Société

Messaoud Bahoura : d’Algérie aux USA, le parcours impressionnant d’un chercheur de renommée

Messaoud Bahoura a été sélectionné parmi les 12 meilleurs professeurs de l’État de Virginie aux États-Unis. À TSA, il raconte son parcours de Ghardaïa dans le sud algérien jusqu’au États-Unis, en passant par l’USTHB, des universités et des centres de recherche prestigieux en France ainsi que la Nasa.

Chercheur dans le domaine des énergies renouvelables et des matériaux nouveaux, Messaoud Bahoura qui est établi aux États-Unis a une idée précise sur comment la diaspora algérien peut contribuer au développement de l’Algérie.

Son parcours de chercheur a débuté sur les bancs de l’école publique algérienne à Ghardaïa.

Après des études supérieures à la prestigieuse université de Bab Ezzaouar d’Alger (USTHB) qui a formé de nombreux chercheurs de renommée mondiale, Messaoud Bahoura s’envole vers Paris où il poursuit ses études et entame des recherches , avant d’atterrir aux États-Unis où il dirige un centre de recherche à Norfolk State University (NSU) en Virginie où, grâce à ses travaux, jouit d’un statut particulier.

M. Messaoud Bahoura, pouvez-vous nous raconter votre parcours scolaire et universitaire ? 

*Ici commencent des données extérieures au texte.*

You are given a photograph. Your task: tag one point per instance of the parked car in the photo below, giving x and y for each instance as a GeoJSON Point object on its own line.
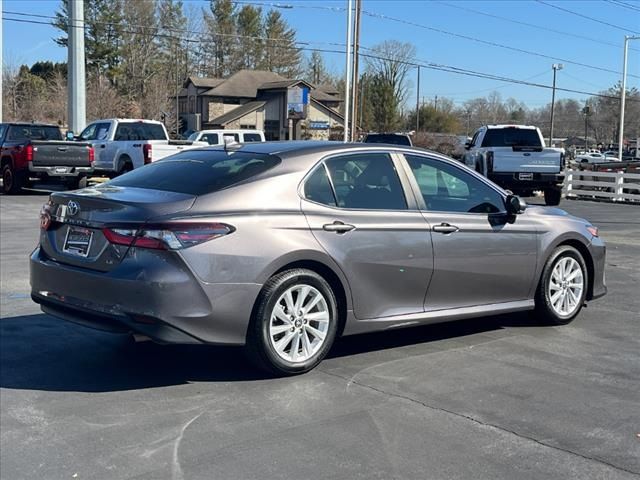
{"type": "Point", "coordinates": [515, 157]}
{"type": "Point", "coordinates": [36, 151]}
{"type": "Point", "coordinates": [403, 139]}
{"type": "Point", "coordinates": [283, 246]}
{"type": "Point", "coordinates": [216, 137]}
{"type": "Point", "coordinates": [124, 144]}
{"type": "Point", "coordinates": [595, 157]}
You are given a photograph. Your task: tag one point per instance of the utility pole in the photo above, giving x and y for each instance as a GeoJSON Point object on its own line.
{"type": "Point", "coordinates": [1, 95]}
{"type": "Point", "coordinates": [347, 79]}
{"type": "Point", "coordinates": [623, 93]}
{"type": "Point", "coordinates": [556, 67]}
{"type": "Point", "coordinates": [76, 70]}
{"type": "Point", "coordinates": [418, 102]}
{"type": "Point", "coordinates": [586, 111]}
{"type": "Point", "coordinates": [354, 81]}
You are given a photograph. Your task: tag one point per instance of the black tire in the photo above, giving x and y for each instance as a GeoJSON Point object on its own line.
{"type": "Point", "coordinates": [11, 180]}
{"type": "Point", "coordinates": [544, 311]}
{"type": "Point", "coordinates": [552, 196]}
{"type": "Point", "coordinates": [259, 349]}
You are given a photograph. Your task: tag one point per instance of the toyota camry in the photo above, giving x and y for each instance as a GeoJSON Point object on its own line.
{"type": "Point", "coordinates": [283, 246]}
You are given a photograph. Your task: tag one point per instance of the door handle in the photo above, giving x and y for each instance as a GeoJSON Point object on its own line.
{"type": "Point", "coordinates": [338, 227]}
{"type": "Point", "coordinates": [445, 228]}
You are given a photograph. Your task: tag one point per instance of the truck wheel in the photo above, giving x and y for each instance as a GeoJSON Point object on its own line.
{"type": "Point", "coordinates": [11, 182]}
{"type": "Point", "coordinates": [552, 196]}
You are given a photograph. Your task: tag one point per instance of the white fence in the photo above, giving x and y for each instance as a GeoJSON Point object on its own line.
{"type": "Point", "coordinates": [612, 186]}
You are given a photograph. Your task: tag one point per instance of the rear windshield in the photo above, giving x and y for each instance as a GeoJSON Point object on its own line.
{"type": "Point", "coordinates": [33, 132]}
{"type": "Point", "coordinates": [388, 138]}
{"type": "Point", "coordinates": [511, 137]}
{"type": "Point", "coordinates": [198, 172]}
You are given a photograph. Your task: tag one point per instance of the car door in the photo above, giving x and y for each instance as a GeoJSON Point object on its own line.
{"type": "Point", "coordinates": [358, 211]}
{"type": "Point", "coordinates": [481, 256]}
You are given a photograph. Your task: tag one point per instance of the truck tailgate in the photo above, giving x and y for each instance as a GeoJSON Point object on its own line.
{"type": "Point", "coordinates": [61, 154]}
{"type": "Point", "coordinates": [507, 160]}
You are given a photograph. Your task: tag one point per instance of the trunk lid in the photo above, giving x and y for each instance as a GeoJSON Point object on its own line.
{"type": "Point", "coordinates": [516, 160]}
{"type": "Point", "coordinates": [60, 154]}
{"type": "Point", "coordinates": [75, 235]}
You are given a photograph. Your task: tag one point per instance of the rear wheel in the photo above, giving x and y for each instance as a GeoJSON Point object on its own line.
{"type": "Point", "coordinates": [563, 287]}
{"type": "Point", "coordinates": [11, 181]}
{"type": "Point", "coordinates": [552, 196]}
{"type": "Point", "coordinates": [294, 324]}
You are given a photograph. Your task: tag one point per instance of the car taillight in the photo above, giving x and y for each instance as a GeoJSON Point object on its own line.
{"type": "Point", "coordinates": [146, 153]}
{"type": "Point", "coordinates": [28, 153]}
{"type": "Point", "coordinates": [45, 216]}
{"type": "Point", "coordinates": [173, 236]}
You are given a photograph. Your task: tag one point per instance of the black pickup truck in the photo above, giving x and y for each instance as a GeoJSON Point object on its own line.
{"type": "Point", "coordinates": [33, 151]}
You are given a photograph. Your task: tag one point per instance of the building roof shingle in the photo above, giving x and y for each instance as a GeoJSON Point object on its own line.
{"type": "Point", "coordinates": [237, 113]}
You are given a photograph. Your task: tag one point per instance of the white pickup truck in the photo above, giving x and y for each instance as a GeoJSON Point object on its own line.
{"type": "Point", "coordinates": [515, 157]}
{"type": "Point", "coordinates": [121, 145]}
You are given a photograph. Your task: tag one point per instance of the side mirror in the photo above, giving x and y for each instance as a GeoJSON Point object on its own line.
{"type": "Point", "coordinates": [514, 205]}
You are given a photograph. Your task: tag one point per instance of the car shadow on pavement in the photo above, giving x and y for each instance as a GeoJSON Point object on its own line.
{"type": "Point", "coordinates": [39, 352]}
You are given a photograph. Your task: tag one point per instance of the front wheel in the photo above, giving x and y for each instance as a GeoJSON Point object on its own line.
{"type": "Point", "coordinates": [552, 196]}
{"type": "Point", "coordinates": [563, 287]}
{"type": "Point", "coordinates": [294, 323]}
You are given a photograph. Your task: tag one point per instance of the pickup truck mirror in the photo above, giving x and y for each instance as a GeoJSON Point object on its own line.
{"type": "Point", "coordinates": [514, 204]}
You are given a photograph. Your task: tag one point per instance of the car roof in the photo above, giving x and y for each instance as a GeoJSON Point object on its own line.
{"type": "Point", "coordinates": [30, 124]}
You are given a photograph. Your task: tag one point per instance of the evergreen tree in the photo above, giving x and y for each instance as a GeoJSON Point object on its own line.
{"type": "Point", "coordinates": [250, 46]}
{"type": "Point", "coordinates": [281, 54]}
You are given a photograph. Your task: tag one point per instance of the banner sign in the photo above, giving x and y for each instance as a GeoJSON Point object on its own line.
{"type": "Point", "coordinates": [297, 100]}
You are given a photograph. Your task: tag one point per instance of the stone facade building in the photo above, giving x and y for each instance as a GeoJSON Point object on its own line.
{"type": "Point", "coordinates": [258, 99]}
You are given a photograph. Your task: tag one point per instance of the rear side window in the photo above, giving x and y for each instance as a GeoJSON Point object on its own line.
{"type": "Point", "coordinates": [366, 181]}
{"type": "Point", "coordinates": [210, 138]}
{"type": "Point", "coordinates": [318, 189]}
{"type": "Point", "coordinates": [198, 172]}
{"type": "Point", "coordinates": [33, 132]}
{"type": "Point", "coordinates": [511, 137]}
{"type": "Point", "coordinates": [388, 138]}
{"type": "Point", "coordinates": [252, 137]}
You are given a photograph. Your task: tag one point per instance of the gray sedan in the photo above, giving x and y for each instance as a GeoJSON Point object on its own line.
{"type": "Point", "coordinates": [283, 246]}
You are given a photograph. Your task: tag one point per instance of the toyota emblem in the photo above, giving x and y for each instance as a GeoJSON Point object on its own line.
{"type": "Point", "coordinates": [73, 208]}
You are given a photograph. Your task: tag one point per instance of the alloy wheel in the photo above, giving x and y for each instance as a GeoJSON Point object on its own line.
{"type": "Point", "coordinates": [299, 323]}
{"type": "Point", "coordinates": [566, 286]}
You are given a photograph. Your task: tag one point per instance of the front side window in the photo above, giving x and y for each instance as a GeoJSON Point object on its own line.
{"type": "Point", "coordinates": [446, 188]}
{"type": "Point", "coordinates": [366, 181]}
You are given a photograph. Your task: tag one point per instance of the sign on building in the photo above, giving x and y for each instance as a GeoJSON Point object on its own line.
{"type": "Point", "coordinates": [297, 101]}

Mon parcours académique a débuté dans les écoles publiques de Ghardaïa, où mes parents m’ont inculqué les valeurs de l’éducation, du travail acharné et de la persévérance.

Dès mon plus jeune âge, j’ai excellé dans diverses matières et me suis régulièrement classé parmi les premiers de ma classe.

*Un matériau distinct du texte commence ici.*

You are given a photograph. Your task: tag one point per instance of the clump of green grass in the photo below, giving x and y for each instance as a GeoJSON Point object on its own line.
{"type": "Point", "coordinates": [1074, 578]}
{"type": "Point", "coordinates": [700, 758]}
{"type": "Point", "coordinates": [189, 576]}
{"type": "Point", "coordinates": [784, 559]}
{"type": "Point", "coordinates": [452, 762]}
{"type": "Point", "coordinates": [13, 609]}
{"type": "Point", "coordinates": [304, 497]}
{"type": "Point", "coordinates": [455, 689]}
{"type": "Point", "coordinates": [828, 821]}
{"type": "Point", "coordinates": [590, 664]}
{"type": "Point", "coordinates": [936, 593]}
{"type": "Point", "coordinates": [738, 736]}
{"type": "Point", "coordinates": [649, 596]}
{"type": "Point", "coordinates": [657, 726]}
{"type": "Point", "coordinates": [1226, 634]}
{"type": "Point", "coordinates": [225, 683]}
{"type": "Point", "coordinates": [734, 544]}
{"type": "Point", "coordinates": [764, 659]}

Bien que j’ai montré une aptitude naturelle pour les sciences, j’éprouvais également un grand intérêt pour les arts, notamment le dessin de cartes et de schémas en géographie et en sciences.

Mes enseignants ont reconnu mon potentiel et m’ont encouragé à aider mes camarades, ce qui a éveillé en moi une véritable passion pour l’enseignement et le partage du savoir—une passion qui n’a cessé de guider ma carrière.

Après l’obtention de mon baccalauréat en sciences en 1988, j’ai choisi de me spécialiser en Physique des Radiations à l’USTHB, l’une des institutions les plus prestigieuses d’Afrique. J’ai eu la chance d’y être formé par des professeurs de renom qui ont nourri ma curiosité scientifique et mon ambition.

En 1992, j’ai obtenu mon diplôme d’études spécialisées (DES) et ai été sélectionné pour poursuivre des études supérieures à l’université Paris XI en France.

J’ai ainsi eu le privilège d’intégrer le diplôme d’études approfondies (DEA) en lasers et matière au laboratoire Aimé Cotton de l’université Paris-Sud, un centre de recherche d’excellence en France.

Durant mon DEA, j’ai été accepté pour un stage de recherche au Laboratoire du temps et des fréquences (LPTF) de l’Observatoire de Paris, où j’ai travaillé sur le développement de diodes Schottky en tant que mélangeurs harmoniques pour les lasers visibles et les sources micro-ondes.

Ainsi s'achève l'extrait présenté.